Borussia hat doppelte Verstärkung aus Japan geholt! Das Duo über Vorbilder und Ratschläge.

Ein frischer Wind aus Asien für die Fohlenelf: Gleich zwei japanische Neuzugänge, Daiki Hashioka (27) und Zento Uno (22), tragen künftig das Trikot von Borussia Mönchengladbach.

Die beiden kommen mit ganz verschiedenen Voraussetzungen: Hashioka bringt die Erfahrung aus fünf Jahren in Europa mit, Uno hingegen wagt den Sprung direkt von der J-League an den Tegernsee. Zwei Landsleute, deren Pfade sich nun mit einem gemeinsamen Ziel kreuzen.

Ex-Borusse schwärmte Neuzugang von Gladbach vor

Der Transfer ist für Hashioka eine besondere Geschichte. Eineinhalb Spielzeiten lang war er beim belgischen Verein VV St. Truiden Teamkollege von Rocco Reitz. Zu diesem Zeitpunkt hätte er nie gedacht, selbst einmal für die Fohlen aufzulaufen. „Aber die Fußballwelt ist klein“, meinte er im Trainingslager. Das berichtet „rp-online.de“.
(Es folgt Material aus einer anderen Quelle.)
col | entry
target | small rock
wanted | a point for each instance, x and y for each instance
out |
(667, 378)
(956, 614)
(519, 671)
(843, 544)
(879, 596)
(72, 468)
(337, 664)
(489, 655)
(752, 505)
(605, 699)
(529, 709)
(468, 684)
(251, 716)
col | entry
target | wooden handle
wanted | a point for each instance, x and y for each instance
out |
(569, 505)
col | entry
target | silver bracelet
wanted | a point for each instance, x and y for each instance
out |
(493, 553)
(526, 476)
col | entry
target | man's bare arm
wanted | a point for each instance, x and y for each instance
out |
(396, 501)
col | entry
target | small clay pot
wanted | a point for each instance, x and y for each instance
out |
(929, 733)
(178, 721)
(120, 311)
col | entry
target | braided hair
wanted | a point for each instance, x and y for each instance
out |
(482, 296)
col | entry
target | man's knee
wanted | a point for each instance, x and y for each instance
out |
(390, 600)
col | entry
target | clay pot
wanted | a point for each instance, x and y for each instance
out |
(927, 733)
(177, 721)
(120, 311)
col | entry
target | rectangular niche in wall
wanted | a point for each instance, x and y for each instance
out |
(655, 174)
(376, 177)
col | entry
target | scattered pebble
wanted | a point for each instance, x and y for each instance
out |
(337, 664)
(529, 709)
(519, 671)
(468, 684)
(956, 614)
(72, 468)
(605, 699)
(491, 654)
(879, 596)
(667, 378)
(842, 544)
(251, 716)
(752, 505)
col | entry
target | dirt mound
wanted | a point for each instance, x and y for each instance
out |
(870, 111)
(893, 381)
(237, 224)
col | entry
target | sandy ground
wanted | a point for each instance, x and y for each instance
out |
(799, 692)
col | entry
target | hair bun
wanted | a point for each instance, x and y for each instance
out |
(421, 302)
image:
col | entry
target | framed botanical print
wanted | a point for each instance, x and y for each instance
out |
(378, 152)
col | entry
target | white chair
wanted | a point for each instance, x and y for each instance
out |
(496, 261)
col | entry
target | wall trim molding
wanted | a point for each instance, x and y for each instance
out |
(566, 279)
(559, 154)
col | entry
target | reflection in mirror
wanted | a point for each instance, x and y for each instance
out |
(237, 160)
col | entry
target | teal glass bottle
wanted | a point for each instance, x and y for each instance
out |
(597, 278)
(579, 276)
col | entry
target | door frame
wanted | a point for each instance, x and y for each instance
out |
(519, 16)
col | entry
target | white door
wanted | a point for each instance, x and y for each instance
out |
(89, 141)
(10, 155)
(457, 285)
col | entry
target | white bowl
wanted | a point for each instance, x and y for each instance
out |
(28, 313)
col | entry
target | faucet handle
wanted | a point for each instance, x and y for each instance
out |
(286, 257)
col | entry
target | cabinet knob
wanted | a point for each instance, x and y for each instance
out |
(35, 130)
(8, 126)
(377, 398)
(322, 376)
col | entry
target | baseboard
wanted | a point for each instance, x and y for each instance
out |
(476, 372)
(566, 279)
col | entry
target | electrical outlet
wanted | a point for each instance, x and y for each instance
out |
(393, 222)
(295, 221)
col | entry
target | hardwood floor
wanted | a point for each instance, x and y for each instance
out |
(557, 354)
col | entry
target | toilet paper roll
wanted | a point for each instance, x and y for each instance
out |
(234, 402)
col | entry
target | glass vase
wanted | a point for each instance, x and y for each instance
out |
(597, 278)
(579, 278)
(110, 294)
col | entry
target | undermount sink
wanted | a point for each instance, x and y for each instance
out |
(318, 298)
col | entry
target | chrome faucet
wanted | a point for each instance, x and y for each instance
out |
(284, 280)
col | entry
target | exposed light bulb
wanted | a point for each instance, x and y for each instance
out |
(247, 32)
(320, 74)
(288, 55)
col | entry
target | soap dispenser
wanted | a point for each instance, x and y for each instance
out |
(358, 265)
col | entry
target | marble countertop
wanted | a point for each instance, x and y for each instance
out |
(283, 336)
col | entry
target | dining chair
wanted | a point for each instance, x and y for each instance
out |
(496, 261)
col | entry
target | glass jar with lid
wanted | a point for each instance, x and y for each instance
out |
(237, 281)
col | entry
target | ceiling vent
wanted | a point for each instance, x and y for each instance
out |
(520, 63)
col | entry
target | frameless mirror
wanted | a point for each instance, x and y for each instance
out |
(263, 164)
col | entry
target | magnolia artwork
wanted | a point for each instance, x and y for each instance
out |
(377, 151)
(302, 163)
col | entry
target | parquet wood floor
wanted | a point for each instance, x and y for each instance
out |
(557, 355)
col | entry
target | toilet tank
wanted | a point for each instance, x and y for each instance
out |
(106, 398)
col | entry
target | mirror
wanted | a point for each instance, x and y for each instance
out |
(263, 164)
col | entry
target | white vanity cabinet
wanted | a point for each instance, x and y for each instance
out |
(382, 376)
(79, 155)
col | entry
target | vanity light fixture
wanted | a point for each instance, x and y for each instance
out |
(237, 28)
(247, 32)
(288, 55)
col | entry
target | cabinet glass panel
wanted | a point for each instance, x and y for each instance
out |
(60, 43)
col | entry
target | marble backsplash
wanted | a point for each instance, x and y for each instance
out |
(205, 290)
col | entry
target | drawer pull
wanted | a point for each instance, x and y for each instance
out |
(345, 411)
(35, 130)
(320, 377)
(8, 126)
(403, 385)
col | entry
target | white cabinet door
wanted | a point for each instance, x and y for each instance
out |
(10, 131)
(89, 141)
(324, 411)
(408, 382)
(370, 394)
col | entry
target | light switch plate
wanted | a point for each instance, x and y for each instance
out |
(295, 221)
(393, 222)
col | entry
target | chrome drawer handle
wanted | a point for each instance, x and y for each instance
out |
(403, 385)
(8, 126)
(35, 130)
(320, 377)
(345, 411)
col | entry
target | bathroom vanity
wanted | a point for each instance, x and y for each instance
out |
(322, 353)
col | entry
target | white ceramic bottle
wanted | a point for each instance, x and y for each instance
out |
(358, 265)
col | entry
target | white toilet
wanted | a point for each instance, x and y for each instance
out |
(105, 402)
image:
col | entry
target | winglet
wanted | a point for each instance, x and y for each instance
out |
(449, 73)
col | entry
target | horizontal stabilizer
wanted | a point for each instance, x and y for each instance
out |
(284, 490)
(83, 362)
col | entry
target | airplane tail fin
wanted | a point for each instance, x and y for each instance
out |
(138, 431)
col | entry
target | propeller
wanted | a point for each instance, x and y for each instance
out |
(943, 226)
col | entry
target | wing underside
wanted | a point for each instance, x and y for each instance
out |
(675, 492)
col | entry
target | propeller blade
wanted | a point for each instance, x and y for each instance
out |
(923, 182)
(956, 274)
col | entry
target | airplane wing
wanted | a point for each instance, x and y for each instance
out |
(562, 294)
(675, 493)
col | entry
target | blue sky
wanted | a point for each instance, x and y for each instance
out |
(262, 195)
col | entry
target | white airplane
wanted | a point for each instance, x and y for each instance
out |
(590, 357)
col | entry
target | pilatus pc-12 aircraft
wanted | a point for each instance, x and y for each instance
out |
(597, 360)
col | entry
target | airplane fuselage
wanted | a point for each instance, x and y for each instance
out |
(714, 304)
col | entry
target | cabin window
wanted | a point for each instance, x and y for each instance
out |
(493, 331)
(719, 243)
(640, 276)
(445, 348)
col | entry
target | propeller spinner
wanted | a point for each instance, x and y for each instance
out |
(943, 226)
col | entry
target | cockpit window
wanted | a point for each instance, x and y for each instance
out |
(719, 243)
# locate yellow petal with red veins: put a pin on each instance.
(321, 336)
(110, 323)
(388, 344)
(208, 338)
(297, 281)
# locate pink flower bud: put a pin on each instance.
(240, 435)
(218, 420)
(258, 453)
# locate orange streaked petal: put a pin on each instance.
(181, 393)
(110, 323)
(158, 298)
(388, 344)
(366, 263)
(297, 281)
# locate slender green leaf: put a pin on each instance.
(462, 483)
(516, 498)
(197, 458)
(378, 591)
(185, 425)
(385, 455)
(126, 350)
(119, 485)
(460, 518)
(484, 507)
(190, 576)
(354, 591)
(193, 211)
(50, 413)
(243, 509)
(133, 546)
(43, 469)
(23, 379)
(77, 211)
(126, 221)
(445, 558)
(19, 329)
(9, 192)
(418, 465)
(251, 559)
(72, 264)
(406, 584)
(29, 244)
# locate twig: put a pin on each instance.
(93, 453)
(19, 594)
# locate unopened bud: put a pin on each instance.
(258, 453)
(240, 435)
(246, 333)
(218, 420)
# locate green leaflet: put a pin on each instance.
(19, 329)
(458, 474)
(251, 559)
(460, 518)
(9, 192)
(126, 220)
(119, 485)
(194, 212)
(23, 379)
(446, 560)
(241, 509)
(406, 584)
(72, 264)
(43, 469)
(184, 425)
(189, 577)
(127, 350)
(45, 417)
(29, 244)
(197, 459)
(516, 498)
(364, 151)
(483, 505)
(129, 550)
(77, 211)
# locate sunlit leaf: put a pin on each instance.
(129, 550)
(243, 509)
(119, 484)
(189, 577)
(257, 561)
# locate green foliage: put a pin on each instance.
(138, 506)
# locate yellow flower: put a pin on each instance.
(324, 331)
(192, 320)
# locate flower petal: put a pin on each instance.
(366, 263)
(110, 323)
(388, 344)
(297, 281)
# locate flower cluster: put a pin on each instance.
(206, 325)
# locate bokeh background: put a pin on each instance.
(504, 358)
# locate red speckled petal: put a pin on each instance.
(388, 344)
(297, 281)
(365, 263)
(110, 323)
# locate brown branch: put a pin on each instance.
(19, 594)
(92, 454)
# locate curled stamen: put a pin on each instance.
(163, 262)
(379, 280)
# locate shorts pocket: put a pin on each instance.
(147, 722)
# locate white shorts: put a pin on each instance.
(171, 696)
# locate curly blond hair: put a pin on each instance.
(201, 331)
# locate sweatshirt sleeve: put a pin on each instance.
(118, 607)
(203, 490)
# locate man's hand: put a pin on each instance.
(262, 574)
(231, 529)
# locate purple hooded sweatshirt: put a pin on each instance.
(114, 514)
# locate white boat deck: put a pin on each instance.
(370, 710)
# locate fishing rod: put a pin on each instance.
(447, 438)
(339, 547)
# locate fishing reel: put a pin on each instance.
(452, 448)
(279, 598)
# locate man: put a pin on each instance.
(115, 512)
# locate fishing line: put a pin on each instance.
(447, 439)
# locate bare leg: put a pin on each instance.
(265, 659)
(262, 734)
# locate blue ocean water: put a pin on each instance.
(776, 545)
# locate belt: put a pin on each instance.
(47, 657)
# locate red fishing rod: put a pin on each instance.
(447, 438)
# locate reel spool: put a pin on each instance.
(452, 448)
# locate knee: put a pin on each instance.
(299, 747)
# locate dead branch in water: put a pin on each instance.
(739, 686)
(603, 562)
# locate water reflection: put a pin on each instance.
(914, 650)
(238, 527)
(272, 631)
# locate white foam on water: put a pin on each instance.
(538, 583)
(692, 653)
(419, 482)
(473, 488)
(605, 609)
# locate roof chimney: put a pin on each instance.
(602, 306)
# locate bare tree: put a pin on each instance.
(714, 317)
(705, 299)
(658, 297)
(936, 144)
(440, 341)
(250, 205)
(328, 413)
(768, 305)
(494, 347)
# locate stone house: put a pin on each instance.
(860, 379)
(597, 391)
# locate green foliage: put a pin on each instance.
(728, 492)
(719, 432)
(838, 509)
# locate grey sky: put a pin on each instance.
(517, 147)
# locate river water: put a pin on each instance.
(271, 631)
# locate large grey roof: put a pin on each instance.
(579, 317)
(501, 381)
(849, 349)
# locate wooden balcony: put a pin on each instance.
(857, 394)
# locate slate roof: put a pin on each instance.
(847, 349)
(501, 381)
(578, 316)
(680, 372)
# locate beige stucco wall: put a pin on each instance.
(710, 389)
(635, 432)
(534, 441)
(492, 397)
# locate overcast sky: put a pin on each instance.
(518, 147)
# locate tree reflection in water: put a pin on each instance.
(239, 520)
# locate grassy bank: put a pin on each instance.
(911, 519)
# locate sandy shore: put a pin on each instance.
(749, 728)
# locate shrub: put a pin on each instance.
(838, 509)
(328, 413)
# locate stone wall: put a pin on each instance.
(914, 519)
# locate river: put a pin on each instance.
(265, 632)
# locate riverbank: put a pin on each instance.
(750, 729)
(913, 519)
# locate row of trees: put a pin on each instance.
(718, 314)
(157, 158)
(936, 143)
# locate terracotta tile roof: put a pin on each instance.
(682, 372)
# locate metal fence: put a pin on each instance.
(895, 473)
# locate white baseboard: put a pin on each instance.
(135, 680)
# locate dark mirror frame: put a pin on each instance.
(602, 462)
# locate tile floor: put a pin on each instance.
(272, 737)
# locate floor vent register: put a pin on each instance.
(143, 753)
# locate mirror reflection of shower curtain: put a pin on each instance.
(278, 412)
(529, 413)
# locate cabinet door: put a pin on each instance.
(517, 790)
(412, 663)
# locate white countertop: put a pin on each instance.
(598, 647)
Nach dem verletzungsbedingten Ausfall von Yukhym Konoplia ging alles blitzschnell: Das Interesse aus Gladbach war da und der 27-Jährige zögerte keine Sekunde. Er kehrte Slavia Prag, wo er unzufrieden war, den Rücken und informierte sich noch schnell bei seinem Kollegen aus der Nationalelf, Ko Itakura. Dieser schwärmte, Gladbach sei ein „großartiger Verein“ mit „fantastischen Fans“. 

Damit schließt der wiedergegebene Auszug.